Abstract: Modern scientific discovery increasingly relies on high-performance computing for complex modeling and simulation. A key challenge in improving parallel program performance is efficiently mapping tasks to processors and data to memory, a process dictated by intricate, low-level system code known as *mappers*. Developing high-performance mappers demands days of manual tuning, posing a significant barrier for domain scientists without systems expertise. We introduce a framework that automates mapper development with generative optimization, leveraging richer feedback beyond scalar performance metrics. Our approach features the Agent-System Interface, which includes a Domain-Specific Language (DSL) to abstract away the low-level complexity of system code and define a structured search space, as well as AutoGuide, a mechanism that interprets raw execution output into actionable feedback. Unlike traditional reinforcement learning methods such as OpenTuner, which rely solely on scalar feedback, our method finds superior mappers in far fewer iterations. With just 10 iterations, it outperforms OpenTuner even after 1000 iterations, achieving $3.8\times$ faster performance. Our approach finds mappers that surpass expert-written mappers by up to $1.34\times$ speedup across nine benchmarks while reducing tuning time from days to minutes.

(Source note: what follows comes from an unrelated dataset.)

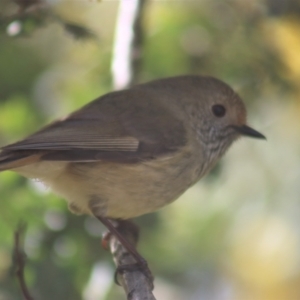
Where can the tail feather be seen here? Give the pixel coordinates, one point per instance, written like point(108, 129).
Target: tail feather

Lay Summary: Can large language models (LLMs) make programs run faster on supercomputers?
In this work, we show that they can—by designing a high-level interface that connects an LLM-powered agent with low-level system software. This interface allows LLMs to generate and iteratively refine the high-level programs that control key performance aspects of program execution, without modifying the complex underlying system code. The challenge lies in quickly discovering such effective high-level programs. To address this, we introduce a natural language–based guidance mechanism that interprets execution feedback and helps the LLM improve more efficiently. Our results show that this approach is significantly faster and more effective than traditional reinforcement learning methods.
Overall, our work suggests that LLMs could play a major role in solving performance optimization challenges in computer systems.
Application-Driven Machine Learning: This submission is on Application-Driven Machine Learning.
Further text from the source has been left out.